|Matthew Henry's Concise Commentary|
5:39-44 The Jews considered that eternal life was revealed to them in their Scriptures, and that they had it, because they had the word of God in their hands. Jesus urged them to search those Scriptures with more diligence and attention. Ye do search the Scriptures, and ye do well to do so. They did indeed search the Scriptures, but it was with a view to their own glory. It is possible for men to be very studious in the letter of the Scriptures, yet to be strangers to its power. Or, Search the Scriptures, and so it was spoken to them in the nature of an appeal. Ye profess to receive and believe the Scripture, let that be the judge. It is spoken to us as advising or commanding all Christians to search the Scriptures. Not only read them, and hear them, but search them; which denotes diligence in examining and studying them. We must search the Scriptures for heaven as our great end; For in them ye think ye have eternal life. We must search the Scriptures for Christ, as the new and living Way, that leads to this end. To this testimony Christ adds reproofs of their unbelief and wickedness; their neglect of him and his doctrine. Also he reproves their want of the love of God. But there is life with Jesus Christ for poor souls. Many who make a great profession of religion, yet show they want the love of God, by their neglect of Christ and contempt of his commandments. It is the love of God in us, the love that is a living, active principle in the heart, which God will accept. They slighted and undervalued Christ, because they admired and overvalued themselves. How can those believe, who make the praise and applause of men their idol! When Christ and his followers are men wondered at, how can those believe, the utmost of whose ambition is to make a fair show in the flesh!
Verses 41-47. -
(d) The effect of the revelation of the Son upon the Jews. Verses 41, 42. - This appeal to the will of man was apparently entirely misunderstood, and ended for the time in failure. "They would not come." Everything was prepared, but none were ready or willing to accept even so rich a blessing as life itself. This is the refrain of the whole Bible: "Ye will not; .... Ye would not;" "What could have been done more to my vineyard, that I have not done in it?" "I called, and ye refused;" "I wrote the great things of my Law; ye have counted them as strange things." Our Lord proceeds in the closing words to account in some respects for this unwillingness. I receive not glory from men, but I know you (ἔγνωκα, I have come by experience or intuition to such knowledge of you), that you have not the love of God in you. The love of God is the principle of all obedience; and Christ elsewhere declares it to be the first and great commandment of the Law. But love is the principle of all knowledge. "He that loveth not knoweth not." This principle reaches its fullest expression when we learn the greater truth that "God is love." It is true of all objects of love, the highest kind of knowledge is not possible without love. This is pre-eminently the case when we think of knowing God. Since God is essential Love, without experiencing love we cannot realize that Divine essence. Again, there is an elementary faith that precedes elementary love, but when love is once awakened, faith again deepens, and love grows by what it feeds upon, until the faith becomes vision and the love rapture. But why the opening words, I receive not glory from men? Probably they intimate opposition and questioning to some such effect as this: "Thou hast declared thyself the Giver of life and resurrection, and charged our lack of spiritual life upon our unwillingness to believe these claims and to submit ourselves to these exalted assumptions or to go to thee for life. Thou art eager, after all, for our approval and glory." To this Christ replied, "Glory from men I receive not. It is not for my sake, but for yours, I say, 'Come unto me and live;' but, alas! having searched you through and through, I discern no love, none of the spirit out of which the forces of faith can be evolved. The reason why you are unwilling to come to me for life is that you are measuring me by yourselves, and have not that self-emptying and abnegation and distrust out of which faith and love, love and faith, must ever spring."

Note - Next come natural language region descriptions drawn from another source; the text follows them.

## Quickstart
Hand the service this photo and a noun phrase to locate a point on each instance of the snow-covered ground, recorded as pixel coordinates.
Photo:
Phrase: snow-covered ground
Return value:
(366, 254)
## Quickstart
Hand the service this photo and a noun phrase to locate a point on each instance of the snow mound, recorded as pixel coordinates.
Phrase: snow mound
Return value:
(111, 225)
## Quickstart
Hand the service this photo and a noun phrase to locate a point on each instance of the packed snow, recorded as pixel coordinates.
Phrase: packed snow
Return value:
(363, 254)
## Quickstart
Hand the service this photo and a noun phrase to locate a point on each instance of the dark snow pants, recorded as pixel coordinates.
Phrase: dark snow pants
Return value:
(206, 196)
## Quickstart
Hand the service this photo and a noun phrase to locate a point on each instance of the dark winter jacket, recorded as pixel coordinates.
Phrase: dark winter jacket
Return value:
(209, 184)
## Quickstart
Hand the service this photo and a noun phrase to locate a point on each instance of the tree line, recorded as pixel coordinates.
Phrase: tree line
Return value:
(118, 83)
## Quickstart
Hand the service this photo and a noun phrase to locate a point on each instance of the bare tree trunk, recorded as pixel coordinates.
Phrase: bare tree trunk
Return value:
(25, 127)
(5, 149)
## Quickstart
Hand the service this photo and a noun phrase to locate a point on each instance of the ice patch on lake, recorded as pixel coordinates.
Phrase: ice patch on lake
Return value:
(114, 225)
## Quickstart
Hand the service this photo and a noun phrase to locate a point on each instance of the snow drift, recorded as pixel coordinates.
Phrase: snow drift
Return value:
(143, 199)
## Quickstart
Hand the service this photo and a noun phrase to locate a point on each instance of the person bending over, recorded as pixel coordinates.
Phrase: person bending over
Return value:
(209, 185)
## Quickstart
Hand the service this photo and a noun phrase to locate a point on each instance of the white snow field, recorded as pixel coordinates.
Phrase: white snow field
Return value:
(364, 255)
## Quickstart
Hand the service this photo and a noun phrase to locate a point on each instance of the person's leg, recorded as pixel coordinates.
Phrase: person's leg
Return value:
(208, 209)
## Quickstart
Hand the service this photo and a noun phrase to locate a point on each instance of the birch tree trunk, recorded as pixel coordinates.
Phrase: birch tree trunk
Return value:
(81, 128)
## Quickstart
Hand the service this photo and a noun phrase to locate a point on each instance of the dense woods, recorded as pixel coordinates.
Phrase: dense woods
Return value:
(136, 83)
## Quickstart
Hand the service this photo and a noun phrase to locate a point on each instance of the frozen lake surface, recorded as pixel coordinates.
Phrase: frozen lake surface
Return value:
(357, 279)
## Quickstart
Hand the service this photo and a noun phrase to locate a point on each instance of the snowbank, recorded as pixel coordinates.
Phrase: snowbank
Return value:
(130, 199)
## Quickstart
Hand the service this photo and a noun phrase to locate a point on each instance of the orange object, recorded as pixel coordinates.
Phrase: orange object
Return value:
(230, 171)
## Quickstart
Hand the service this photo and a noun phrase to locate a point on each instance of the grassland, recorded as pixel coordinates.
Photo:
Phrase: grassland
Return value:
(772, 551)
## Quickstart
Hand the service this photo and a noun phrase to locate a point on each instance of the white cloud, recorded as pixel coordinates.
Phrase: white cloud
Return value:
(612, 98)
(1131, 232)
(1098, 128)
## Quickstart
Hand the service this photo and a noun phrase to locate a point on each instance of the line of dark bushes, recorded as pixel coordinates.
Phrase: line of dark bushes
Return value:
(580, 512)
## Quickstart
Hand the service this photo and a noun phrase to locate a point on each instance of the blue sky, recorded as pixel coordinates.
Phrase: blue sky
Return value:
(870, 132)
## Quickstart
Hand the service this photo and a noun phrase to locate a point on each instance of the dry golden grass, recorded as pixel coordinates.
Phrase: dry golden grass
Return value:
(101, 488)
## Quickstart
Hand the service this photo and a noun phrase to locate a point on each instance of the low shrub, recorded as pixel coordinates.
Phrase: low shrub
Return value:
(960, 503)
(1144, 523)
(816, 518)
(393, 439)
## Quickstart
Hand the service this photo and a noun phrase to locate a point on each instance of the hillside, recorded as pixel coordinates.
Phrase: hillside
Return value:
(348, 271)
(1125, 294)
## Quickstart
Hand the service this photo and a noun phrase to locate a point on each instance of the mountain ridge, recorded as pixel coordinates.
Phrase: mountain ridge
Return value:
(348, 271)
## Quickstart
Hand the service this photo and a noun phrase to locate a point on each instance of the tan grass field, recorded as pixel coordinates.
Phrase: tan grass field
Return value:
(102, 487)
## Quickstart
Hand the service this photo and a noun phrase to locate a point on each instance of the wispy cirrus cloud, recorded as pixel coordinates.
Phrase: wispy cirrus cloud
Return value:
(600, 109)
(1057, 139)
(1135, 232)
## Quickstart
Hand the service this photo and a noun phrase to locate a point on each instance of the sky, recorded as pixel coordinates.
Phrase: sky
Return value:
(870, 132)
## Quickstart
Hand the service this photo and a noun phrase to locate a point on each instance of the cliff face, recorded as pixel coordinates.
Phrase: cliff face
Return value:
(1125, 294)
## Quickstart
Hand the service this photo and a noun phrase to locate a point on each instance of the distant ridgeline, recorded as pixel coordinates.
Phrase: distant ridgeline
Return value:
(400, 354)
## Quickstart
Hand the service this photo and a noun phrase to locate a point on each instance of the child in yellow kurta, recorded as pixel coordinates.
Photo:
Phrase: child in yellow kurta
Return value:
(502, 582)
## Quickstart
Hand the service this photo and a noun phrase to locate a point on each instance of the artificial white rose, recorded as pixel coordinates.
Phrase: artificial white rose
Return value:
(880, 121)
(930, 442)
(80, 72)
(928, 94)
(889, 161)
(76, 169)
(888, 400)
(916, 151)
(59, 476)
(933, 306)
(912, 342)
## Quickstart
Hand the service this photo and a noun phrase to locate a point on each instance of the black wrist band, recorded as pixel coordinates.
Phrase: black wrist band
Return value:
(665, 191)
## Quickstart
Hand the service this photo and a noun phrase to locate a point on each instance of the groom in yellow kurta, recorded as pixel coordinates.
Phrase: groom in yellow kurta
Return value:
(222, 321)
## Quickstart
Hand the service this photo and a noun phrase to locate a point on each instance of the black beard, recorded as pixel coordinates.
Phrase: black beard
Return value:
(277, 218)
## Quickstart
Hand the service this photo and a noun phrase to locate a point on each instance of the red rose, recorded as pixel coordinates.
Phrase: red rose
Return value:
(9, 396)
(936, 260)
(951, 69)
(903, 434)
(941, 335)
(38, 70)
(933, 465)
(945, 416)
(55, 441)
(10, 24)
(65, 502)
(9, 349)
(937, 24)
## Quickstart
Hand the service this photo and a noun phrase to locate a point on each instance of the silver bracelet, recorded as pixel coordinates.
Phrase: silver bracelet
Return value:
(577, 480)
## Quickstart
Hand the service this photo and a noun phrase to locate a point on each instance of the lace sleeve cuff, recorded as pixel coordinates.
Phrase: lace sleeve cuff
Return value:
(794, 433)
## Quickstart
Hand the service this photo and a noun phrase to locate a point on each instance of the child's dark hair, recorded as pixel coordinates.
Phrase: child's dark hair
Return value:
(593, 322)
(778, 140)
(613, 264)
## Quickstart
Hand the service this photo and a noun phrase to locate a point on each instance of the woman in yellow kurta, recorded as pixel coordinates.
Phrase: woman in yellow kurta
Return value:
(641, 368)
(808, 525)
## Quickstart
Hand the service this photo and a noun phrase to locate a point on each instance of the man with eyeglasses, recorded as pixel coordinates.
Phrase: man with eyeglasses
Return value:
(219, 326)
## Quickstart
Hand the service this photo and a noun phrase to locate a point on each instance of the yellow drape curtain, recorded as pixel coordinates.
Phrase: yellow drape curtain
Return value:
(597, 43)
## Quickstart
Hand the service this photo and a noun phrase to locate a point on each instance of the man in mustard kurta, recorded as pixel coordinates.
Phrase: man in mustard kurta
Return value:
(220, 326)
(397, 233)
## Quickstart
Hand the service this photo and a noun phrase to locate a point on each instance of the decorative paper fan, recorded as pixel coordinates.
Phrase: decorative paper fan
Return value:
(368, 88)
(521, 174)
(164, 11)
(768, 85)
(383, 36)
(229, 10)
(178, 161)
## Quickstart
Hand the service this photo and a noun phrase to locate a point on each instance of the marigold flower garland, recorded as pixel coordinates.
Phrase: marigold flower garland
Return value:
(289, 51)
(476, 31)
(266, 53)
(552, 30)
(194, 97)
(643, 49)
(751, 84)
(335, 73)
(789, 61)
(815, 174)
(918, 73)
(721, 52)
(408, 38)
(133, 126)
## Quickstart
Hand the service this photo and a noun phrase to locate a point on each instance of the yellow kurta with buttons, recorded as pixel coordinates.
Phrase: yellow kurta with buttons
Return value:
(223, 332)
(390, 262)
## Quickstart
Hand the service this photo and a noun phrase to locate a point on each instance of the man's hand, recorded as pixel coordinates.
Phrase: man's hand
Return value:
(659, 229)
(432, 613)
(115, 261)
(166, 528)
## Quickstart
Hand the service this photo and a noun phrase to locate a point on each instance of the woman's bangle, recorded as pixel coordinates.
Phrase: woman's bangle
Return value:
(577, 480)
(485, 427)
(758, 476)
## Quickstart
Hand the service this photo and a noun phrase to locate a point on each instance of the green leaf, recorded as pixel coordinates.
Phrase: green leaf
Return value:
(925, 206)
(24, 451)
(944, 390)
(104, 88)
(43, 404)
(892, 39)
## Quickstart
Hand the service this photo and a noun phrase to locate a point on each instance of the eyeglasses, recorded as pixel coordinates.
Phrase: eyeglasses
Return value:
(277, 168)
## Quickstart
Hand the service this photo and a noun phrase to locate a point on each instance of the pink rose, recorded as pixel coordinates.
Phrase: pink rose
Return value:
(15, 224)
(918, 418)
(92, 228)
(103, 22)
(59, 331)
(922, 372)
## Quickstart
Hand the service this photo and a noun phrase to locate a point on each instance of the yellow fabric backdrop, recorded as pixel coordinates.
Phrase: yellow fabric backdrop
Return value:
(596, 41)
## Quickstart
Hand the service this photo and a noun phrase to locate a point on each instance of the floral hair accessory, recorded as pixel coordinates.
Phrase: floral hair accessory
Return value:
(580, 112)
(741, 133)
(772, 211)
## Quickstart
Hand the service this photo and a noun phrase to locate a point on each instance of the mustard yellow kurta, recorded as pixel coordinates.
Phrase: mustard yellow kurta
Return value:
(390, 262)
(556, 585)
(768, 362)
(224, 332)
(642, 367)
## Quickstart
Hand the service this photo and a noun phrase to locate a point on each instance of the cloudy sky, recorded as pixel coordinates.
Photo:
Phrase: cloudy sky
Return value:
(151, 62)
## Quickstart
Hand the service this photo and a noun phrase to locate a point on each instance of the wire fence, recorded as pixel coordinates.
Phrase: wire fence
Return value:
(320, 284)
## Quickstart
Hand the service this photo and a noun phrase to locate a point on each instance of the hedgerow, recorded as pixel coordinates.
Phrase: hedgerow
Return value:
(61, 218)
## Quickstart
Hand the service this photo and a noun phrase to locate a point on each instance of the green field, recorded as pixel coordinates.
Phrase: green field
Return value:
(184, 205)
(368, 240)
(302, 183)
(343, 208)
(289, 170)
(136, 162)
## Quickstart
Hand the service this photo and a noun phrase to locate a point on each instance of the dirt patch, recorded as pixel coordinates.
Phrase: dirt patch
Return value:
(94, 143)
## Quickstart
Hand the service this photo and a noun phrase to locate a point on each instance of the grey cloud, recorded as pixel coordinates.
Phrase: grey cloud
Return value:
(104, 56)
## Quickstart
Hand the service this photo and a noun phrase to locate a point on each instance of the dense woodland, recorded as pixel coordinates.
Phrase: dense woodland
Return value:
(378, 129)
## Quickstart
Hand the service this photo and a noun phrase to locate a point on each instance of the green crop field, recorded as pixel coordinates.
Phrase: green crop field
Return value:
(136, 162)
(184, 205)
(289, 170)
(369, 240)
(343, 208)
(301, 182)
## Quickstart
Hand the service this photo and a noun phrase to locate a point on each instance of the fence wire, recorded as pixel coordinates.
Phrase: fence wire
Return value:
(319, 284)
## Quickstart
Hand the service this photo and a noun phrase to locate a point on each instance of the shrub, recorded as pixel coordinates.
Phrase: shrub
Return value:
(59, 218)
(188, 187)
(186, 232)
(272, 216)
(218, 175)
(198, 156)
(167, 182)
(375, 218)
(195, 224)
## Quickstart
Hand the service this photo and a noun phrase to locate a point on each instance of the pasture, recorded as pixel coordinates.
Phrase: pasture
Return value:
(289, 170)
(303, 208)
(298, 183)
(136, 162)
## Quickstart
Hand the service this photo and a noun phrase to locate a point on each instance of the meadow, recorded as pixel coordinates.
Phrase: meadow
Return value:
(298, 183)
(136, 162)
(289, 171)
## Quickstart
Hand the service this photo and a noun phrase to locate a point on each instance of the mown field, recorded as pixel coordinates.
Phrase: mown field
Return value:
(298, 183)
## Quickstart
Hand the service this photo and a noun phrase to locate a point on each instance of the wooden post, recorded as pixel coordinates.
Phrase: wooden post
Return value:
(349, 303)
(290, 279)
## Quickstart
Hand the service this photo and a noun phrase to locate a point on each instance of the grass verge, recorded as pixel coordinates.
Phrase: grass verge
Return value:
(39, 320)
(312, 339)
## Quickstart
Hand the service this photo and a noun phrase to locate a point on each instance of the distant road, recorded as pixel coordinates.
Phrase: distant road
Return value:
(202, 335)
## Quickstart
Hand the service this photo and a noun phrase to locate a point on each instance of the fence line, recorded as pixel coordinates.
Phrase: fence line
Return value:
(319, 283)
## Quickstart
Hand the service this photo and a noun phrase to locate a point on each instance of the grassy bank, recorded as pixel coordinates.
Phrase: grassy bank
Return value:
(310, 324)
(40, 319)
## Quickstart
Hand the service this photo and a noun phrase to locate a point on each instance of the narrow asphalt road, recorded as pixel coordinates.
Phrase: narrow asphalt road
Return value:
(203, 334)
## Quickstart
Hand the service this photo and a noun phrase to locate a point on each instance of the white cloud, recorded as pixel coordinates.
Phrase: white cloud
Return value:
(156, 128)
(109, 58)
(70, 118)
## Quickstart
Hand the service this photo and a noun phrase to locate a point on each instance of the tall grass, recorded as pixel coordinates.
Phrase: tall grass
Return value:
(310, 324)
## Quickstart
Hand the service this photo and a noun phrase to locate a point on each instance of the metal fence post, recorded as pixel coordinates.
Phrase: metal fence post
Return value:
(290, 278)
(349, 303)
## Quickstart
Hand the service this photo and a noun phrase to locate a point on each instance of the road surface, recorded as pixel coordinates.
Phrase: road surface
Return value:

Gill's Exposition of the Entire Bible
I receive not honour from men. Not but that honour from men was due to Christ; and it becomes all men to honour him, as they do the Father; and he does receive honour and glory, and blessing from his saints, by their praying to him, praising him, believing in him, and serving him; but his sense is, that in asserting his equality with the Father, and in producing the testimonies he did, in proof of it, his view was not to obtain honour and applause among men, but to vindicate himself, and glorify his Father: nor did he say what he had just now said, about men's coming to him, with any such intention, to gather a party to him, to set up himself as a temporal king, in great pomp and splendour, and receive worldly homage and honour from men, as his subjects; for his kingdom was not of this world, and coming and subjection to him were things of a spiritual nature.
Jamieson-Fausset-Brown Bible Commentary
41. I receive not honour from men—contrasting His own end with theirs, which was to obtain human applause.